Silvia Cattori : J’ai été interrogée par les services secrets israéliens du Sabak dès mon arrivée à l’aéroport Ben Gourion. Si je venais ne risquerais-je pas de mettre en danger tout Palestinien que je côtoie ? Je sais que les services israéliens, qui ont des espions dans chaque rue palestinienne, me surveillent en ce moment.

R. Vous ne pouvez mettre personne en danger. Tout Palestinien est un homme en danger. D’un moment à l’autre, le drone qui me survole peut me toucher. Ne vous laissez pas intimider. Savez-vous pourquoi ils vous ont intimidé à votre arrivée, et pourquoi ils vous surveillent ? Parce que ces gens là ont peur de vous, de ce que vous voyez et vous direz.

Silvia Cattori : Peur de moi ? Vous plaisantez ?
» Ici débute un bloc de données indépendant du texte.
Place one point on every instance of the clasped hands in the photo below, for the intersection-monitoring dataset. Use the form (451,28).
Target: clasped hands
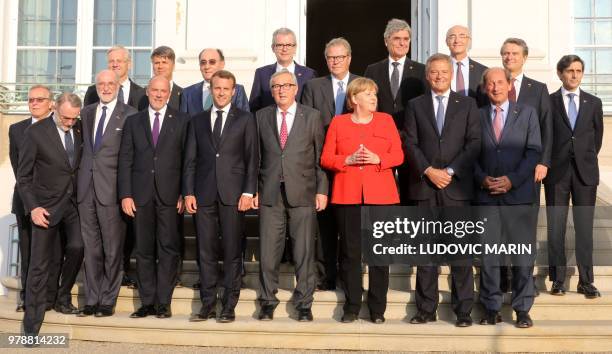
(363,156)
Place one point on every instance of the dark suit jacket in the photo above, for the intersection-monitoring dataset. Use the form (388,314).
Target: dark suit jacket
(298,162)
(44,175)
(191,102)
(98,169)
(319,94)
(583,143)
(16,136)
(226,171)
(174,101)
(260,92)
(515,156)
(412,85)
(457,147)
(145,169)
(535,94)
(136,95)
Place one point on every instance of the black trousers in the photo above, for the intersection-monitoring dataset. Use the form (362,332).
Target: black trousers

R. Tous ces soldats et ces espions qui forment l’armée la plus redoutable du monde, malgré toute leur puissance, ont peur de toute personne qui se sert de sa parole... pour dire la vérité. Ils ont peur de ceux qui disent la vérité. Ce sont des gens très faibles. Nous pouvons gagner notre combat malgré le fait que nos moyens soient nuls comparés aux leurs, parce que nous avons la volonté et le courage qu’ils n’ont pas.

Silvia Cattori : Ce que j’ai vu depuis que je voyage en Cisjordanie est sans doute moins atroce que ce qui se passe à Gaza mais, croyez-moi, c’est déjà trop pour ce que mon regard peut supporter. J’ai pleuré en voyant cette foule de gens maintenue tel un troupeau dans un enclos sur le check point de Bethléem. J’ai pleuré à l’entrée de Naplouse à la vue de toutes ces colonnes de gens silencieux qui attendaient que les soldats daignent les laissez passer. Vous paraissez si forts face à toutes les humiliations que l’occupant vous impose. Pleurez-vous parfois ?
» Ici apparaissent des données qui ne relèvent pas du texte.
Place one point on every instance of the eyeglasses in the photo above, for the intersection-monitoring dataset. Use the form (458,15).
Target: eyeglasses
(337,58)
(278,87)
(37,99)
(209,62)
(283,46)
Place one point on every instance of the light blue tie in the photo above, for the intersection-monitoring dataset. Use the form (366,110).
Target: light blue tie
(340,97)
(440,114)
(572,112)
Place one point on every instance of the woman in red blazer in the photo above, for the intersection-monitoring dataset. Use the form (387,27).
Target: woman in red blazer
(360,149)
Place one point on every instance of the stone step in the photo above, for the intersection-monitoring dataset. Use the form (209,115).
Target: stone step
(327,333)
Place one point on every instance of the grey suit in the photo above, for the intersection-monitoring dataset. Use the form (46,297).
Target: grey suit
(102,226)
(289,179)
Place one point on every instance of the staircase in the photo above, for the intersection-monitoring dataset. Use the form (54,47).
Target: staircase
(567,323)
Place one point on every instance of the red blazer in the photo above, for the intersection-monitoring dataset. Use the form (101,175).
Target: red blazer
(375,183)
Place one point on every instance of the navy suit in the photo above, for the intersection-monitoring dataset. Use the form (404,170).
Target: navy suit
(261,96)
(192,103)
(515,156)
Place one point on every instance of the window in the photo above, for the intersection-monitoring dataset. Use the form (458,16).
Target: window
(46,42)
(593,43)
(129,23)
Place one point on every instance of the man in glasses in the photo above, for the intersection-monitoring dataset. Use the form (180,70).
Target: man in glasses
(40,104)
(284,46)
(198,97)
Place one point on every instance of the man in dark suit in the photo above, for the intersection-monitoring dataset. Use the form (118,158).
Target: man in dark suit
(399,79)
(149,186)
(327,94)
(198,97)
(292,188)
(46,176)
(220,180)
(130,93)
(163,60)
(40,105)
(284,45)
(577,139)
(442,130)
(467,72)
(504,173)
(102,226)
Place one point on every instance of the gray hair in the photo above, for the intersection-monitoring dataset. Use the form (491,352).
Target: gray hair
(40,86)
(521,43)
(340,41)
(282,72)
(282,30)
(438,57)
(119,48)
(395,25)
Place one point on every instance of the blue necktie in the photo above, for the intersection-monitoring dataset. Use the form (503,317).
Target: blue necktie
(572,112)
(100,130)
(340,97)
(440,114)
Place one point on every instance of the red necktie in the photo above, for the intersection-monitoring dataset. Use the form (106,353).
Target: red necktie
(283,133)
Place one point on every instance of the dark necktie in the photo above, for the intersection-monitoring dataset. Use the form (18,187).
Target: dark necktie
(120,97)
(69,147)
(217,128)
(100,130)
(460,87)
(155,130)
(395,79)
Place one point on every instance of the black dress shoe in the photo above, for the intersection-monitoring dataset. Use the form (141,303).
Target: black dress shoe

R. Bien sûr que je pleure. J’ai pleuré souvent ces temps à la vue de toutes ces familles assassinées. Un quart des victimes sont des enfants.
Il y a partout, ici à Gaza, ou là-bas en Cisjordanie, des gens qui sont frappés par des malheurs qui vous brisent le cœur. Nous sommes le même peuple et on souffre les uns pour les autres. On forme un seul et unique corps.

Silvia Cattori

Traduit de l’Arabe



[1Renseignement pris, il est question ici d’un film diffusé peu avant par la chaine télévisée Arte ; un film de pure propagande israélienne à laquelle a participé malheureusement le ministre palestinien nommé par Mahmoud Abbas pour la question des prisonniers, qu’Arte avait invité. Ce qui montre la collusion entre le régime d’Abbas et les tortionnaires israéliens.

[2Le 9 juin 2006, la jeune Palestinienne Huda Ghalya voyait son père tué à côté d’elle par un tir israélien sur une plage de Gaza. Les photos déchirantes de son désespoir ont fait le tour du monde. Voir : « Palestine : Un photographe raconte par les images le massacre israélien de Gaza », legrandsoir.info, 13 juin 2006.